Kanwil DJP Sulselbartra Audiens ke Kapolda Sulsel

Makassar, NusantaraInsight – Kantor Wilayah Direktorat Jenderal Pajak (DJP) Sulawesi Selatan, Barat, dan Tenggara (Sulselbartra) melakukan audiensi strategis bersama Kepala Kepolisian Daerah (Kapolda) Sulawesi Selatan. Pertemuan ini bertujuan memperkuat sinergi penegakan hukum (law enforcement), meningkatkan kepatuhan formil wajib pajak, serta kolaborasi strategis antara aparat penegak hukum dan otoritas perpajakan demi mengamankan penerimaan negara.

Pertemuan diawali dengan sambutan oleh Kapolda Sulawesi Selatan, Irjen Pol. Djuhandhani Rahardjo Puro, yang menegaskan kembali komitmen kedua instansi untuk berjalan beriringan dalam mengawal pembangunan nasional, khususnya di wilayah Sulawesi Selatan.

Menanggapi sambutan tersebut, Kepala Kantor Wilayah DJP Sulselbartra, Imanul Hakim, menyampaikan bahwa hingga paruh pertama tahun anggaran ini, salah satu capaian penerimaan pajak regional (Sulawesi Selatan) didorong oleh kontribusi sektor komoditas pertambangan. Mengingat signifikansinya, diperlukan pengawasan dalam mengantisipasi dan melakukan pencegahan terhadap praktik underinvoicing atau pelaporan nilai ekspor/penjualan yang lebih rendah dari nilai sebenarnya yang berpotensi menggerus penerimaan negara.

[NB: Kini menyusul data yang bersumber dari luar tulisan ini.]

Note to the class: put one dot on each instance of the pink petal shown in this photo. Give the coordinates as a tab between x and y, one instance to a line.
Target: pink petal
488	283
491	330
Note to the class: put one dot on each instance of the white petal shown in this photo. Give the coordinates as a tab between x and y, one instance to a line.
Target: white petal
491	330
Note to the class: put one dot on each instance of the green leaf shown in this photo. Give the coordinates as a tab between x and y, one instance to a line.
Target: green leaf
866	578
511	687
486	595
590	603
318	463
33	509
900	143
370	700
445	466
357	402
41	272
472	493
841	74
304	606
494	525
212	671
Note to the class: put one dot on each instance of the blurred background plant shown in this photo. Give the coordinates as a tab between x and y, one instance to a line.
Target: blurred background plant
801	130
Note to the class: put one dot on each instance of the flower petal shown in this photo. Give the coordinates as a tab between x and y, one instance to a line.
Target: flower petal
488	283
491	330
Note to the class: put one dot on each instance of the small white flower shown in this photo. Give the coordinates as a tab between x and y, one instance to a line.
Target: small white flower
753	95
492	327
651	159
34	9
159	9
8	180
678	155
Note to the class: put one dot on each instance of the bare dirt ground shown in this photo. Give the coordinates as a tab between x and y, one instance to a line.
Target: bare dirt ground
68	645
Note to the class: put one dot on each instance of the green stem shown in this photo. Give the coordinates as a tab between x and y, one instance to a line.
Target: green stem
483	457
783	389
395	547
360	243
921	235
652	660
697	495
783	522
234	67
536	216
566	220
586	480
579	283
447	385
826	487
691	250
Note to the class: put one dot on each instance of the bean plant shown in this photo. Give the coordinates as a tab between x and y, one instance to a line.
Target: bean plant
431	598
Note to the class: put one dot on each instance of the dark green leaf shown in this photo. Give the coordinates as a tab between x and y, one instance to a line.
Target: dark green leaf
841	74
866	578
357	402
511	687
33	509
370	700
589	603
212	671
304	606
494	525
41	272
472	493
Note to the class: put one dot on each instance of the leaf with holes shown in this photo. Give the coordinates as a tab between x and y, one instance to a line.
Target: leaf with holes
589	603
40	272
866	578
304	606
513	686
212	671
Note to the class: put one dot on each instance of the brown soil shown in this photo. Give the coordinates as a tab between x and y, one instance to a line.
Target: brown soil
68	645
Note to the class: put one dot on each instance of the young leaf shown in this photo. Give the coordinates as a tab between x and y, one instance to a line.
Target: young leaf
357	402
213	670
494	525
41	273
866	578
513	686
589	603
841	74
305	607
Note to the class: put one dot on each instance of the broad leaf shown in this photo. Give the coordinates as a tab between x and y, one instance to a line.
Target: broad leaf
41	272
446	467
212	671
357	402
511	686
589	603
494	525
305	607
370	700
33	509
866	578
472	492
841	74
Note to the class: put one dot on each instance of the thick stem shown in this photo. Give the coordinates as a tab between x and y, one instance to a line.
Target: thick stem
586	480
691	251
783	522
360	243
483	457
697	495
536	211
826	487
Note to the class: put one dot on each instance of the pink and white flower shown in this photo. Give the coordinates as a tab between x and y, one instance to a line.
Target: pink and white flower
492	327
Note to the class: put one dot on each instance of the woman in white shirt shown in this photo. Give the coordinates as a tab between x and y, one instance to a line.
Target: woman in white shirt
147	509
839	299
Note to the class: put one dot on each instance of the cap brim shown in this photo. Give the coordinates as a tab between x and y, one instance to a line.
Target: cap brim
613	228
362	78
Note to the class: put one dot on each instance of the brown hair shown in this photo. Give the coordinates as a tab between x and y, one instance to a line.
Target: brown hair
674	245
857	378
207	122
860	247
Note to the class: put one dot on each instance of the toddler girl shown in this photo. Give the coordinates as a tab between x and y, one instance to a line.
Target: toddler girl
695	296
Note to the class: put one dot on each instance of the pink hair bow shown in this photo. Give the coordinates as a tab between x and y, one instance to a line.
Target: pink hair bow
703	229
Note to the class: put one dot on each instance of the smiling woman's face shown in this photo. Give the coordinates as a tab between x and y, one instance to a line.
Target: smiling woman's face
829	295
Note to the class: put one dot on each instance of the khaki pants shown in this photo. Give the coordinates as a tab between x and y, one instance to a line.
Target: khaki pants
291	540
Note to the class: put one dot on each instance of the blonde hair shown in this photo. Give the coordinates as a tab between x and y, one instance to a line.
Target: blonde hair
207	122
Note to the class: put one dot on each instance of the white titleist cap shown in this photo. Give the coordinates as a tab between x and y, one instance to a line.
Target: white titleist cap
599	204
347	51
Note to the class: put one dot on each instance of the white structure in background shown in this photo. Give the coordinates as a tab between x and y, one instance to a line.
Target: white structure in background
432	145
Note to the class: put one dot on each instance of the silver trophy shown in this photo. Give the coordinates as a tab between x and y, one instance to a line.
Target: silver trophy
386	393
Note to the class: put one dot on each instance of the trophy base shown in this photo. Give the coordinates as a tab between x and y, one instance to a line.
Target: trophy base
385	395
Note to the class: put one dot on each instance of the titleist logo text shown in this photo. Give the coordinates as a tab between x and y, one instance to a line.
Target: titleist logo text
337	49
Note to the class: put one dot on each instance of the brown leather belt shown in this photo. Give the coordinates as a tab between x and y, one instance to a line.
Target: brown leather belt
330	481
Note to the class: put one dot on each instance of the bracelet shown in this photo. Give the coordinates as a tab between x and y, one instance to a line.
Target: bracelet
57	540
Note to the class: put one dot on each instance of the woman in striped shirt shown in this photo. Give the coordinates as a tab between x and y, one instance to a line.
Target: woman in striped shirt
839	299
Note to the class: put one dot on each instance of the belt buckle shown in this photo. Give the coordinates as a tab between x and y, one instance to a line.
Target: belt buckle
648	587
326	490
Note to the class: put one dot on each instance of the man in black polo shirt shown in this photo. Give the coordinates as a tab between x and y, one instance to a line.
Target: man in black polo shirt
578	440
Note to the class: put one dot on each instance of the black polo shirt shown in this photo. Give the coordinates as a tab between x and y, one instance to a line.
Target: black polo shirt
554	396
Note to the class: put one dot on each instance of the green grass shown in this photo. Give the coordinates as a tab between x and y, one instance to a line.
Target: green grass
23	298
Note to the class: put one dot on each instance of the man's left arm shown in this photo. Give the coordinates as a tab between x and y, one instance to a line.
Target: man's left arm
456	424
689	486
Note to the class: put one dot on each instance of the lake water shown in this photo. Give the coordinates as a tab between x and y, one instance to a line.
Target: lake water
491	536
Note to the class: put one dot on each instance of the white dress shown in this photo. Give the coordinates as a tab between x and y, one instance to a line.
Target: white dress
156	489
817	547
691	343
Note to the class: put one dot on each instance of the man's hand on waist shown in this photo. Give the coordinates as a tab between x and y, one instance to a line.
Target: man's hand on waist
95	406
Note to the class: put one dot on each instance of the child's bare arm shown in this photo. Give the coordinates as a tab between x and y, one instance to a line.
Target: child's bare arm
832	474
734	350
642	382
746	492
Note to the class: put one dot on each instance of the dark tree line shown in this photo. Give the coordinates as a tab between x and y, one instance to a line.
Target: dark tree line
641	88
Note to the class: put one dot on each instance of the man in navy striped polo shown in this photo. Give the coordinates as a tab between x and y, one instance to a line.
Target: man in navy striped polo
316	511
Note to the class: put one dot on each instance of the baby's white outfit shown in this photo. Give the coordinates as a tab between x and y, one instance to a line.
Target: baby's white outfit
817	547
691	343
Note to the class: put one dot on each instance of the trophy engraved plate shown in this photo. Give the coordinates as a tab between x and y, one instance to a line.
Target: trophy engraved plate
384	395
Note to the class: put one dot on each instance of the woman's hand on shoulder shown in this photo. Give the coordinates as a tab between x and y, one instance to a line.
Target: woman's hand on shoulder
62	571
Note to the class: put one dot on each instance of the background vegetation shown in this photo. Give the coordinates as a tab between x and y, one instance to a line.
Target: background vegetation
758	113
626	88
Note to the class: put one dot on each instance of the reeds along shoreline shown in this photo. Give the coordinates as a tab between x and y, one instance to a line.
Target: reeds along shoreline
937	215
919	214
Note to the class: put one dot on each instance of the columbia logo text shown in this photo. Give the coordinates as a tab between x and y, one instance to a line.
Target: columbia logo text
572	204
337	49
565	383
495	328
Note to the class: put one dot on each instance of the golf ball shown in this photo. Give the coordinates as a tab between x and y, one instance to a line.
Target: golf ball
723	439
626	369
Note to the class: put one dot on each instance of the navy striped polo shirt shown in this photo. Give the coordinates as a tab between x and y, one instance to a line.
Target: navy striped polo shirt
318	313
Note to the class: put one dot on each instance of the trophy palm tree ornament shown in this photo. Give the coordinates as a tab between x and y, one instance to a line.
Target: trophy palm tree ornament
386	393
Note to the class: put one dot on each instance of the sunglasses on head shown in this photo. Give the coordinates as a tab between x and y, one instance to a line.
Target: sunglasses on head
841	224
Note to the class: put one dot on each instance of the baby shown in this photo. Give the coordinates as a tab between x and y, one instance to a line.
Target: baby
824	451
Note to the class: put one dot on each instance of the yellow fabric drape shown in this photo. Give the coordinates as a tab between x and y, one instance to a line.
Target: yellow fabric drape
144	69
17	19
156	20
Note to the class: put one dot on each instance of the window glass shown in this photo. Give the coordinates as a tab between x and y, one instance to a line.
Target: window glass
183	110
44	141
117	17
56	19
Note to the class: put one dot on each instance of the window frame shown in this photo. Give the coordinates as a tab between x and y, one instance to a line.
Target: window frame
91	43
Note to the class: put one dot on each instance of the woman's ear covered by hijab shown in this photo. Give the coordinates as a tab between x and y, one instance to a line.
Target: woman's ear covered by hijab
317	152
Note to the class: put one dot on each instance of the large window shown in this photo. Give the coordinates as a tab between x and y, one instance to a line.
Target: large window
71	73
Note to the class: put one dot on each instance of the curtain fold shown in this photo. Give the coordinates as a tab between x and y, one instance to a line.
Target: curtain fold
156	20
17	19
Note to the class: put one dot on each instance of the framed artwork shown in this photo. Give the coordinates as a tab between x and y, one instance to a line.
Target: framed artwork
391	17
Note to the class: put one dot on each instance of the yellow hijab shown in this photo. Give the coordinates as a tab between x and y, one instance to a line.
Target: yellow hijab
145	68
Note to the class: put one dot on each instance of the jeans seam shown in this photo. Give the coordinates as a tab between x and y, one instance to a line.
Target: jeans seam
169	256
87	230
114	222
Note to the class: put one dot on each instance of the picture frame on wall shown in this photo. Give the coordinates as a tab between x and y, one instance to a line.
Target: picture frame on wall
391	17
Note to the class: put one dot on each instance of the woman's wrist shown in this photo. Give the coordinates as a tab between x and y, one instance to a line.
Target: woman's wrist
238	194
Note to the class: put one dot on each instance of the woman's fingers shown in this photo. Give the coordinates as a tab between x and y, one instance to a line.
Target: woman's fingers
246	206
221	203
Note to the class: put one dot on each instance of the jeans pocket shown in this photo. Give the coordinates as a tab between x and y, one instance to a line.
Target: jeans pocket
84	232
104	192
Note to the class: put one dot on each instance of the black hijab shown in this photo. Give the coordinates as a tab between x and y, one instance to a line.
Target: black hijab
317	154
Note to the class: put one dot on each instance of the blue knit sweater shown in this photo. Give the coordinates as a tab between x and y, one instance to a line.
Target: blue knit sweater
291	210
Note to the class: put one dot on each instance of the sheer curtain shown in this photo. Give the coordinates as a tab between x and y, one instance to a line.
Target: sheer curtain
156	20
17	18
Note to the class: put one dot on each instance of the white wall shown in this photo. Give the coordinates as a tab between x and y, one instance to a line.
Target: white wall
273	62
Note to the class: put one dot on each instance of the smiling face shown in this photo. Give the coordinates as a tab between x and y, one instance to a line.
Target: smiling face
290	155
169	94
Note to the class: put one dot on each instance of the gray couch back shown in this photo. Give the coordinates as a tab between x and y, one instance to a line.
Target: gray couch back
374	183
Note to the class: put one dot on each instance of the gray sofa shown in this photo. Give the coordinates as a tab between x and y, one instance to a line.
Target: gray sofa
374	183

“Pajak merupakan pilar utama Anggaran Pendapatan dan Belanja Negara (APBN) yang langsung dikembalikan kepada masyarakat dalam bentuk infrastruktur, keamanan, kesehatan, dan pendidikan. Dukungan dari institusi Polri sangat krusial bagi kami, tidak hanya dalam memberikan rasa aman bagi petugas komitmen di lapangan, tetapi juga dalam konteks penegakan hukum di bidang perpajakan,” ujar Imanul Hakim.

BACA JUGA:  Audiensi dengan Bupati Pinrang, KPP Pratama Parepare Perkuat Sinergi Pengawasan dan Pelayanan Perpajakan

Langkah preventif dan penegakan hukum gabungan antara DJP dan Polda ini diharapkan mampu menciptakan deterrent effect (efek gentar) bagi para pelaku usaha yang mencoba melakukan penghindaran pajak, sekaligus memastikan iklim usaha berjalan secara adil (fair) dan transparan.

Seluruh komitmen pembiayaan program pembangunan dan operasional penegakan hukum dalam kerja sama ini dipastikan berjalan secara akuntabel, independen, dan bebas dari unsur benturan kepentingan (conflict of interest). Melalui koordinasi yang solid antara Kanwil DJP Sulselbartra dan Polda Sulsel, diharapkan kepatuhan pajak dapat menjaga roda pembangunan tetap berputar demi terwujudnya kesejahteraan masyarakat Sulawesi Selatan yang berkelanjutan.